Por un momento creyó que su imaginación hiperactiva viajaba ya a un hipotético futuro, pero no era ella quién lloraba. Caminó en silencio por el pasillo hasta la puerta entreabierta que daba al dormitorio de sus padres. Entró con sumo cuidado. En el filo de la cama, echa un ovillo y dándole la espalda, estaba su madre. Se le encogía el corazón al verla así: ¿qué podía hacer? Tan solo aliviar su dolor con un poco de morfilina. Así lo hizo. De todas formas, era solo un tratamiento, algo cuyo efecto no sería perenne y acabaría marchándose, dejando de nuevo ese vacío en el interior de la pobre mujer. Hizo un puño con las manos sobre su regazo, arrugando su maravilloso vestido. No le importaba, como tampoco estar guapa para la maldita Cosecha. Tiró del lazo rosa hasta deshacerse de él, cayó al suelo junto a unos pocos de sus mechones. Limpió sus inminentes lágrimas con el dorso de la mano antes de que estas encontrasen la forma de hacerse paso por su rostro.
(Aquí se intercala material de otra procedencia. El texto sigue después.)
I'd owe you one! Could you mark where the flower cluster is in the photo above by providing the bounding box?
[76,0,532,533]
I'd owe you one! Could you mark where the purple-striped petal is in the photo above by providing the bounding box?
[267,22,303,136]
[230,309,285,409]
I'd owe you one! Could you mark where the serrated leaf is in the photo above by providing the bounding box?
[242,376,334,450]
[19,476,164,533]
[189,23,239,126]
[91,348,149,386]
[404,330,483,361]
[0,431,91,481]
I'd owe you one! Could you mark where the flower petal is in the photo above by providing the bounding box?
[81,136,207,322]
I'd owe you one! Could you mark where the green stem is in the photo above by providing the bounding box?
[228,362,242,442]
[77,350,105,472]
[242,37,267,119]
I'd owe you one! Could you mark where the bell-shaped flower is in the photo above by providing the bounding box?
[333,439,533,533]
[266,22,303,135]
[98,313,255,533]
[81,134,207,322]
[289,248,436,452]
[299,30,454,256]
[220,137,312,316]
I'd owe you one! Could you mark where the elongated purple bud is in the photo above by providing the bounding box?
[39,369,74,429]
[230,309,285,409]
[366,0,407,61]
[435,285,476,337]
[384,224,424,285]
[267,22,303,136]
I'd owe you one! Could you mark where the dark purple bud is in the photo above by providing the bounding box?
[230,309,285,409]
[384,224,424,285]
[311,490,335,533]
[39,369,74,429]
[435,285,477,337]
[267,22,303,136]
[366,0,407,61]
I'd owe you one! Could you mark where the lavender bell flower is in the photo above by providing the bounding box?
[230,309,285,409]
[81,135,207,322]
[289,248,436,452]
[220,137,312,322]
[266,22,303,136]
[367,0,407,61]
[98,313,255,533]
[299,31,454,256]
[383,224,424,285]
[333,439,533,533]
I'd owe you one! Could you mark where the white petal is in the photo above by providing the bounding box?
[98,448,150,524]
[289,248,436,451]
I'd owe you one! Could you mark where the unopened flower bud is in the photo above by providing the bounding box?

Se giró para besar la frente de su madre.
Ella se percató, abrió los ojos con dificultad y le concedió una sonrisa triste.
—Maysilee, no llores…
De nuevo el nudo en la garganta: ¿por qué siempre era igual? ¿Por qué su madre no podía mantenerse cuerda lo suficiente como para reconocerla? No podía culparla de tratar de vivir en una fantasía feliz, pero le dolía profundamente que no fuese capaz de llamarla por su nombre. De saber quién era realmente.
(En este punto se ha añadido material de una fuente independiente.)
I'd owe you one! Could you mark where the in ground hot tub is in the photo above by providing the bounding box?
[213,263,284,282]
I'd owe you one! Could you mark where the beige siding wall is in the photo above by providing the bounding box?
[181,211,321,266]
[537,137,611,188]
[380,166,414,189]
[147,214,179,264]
En lugar de mostrar su rabia interna, lo que hizo fue dedicarle una sonrisa amable mientras acunaba entre sus manos la de su madre, apoyada sin fuerza sobre la mejilla de Madge. Decidió tumbarse a su lado, sin decir nada, solo observando como la mujer se volvía a dormir. Así se quedó un rato hasta que apareció por la puerta su padre, para avisarle de que debían de marchar ya. Se despidió de su madre con un beso dulce en la frente. Antes de abandonar la habitación le pareció escuchar que murmuraba su nombre, pero tal vez solo fue su imaginación. Técnicamente tan solo podían quedarse en casa los moribundos, pero en el caso de su madre habían hecho una excepción. Quizás porque la consideraban más muerta que viva o quizás por ser la mujer del alcalde, aunque era más probable lo primero.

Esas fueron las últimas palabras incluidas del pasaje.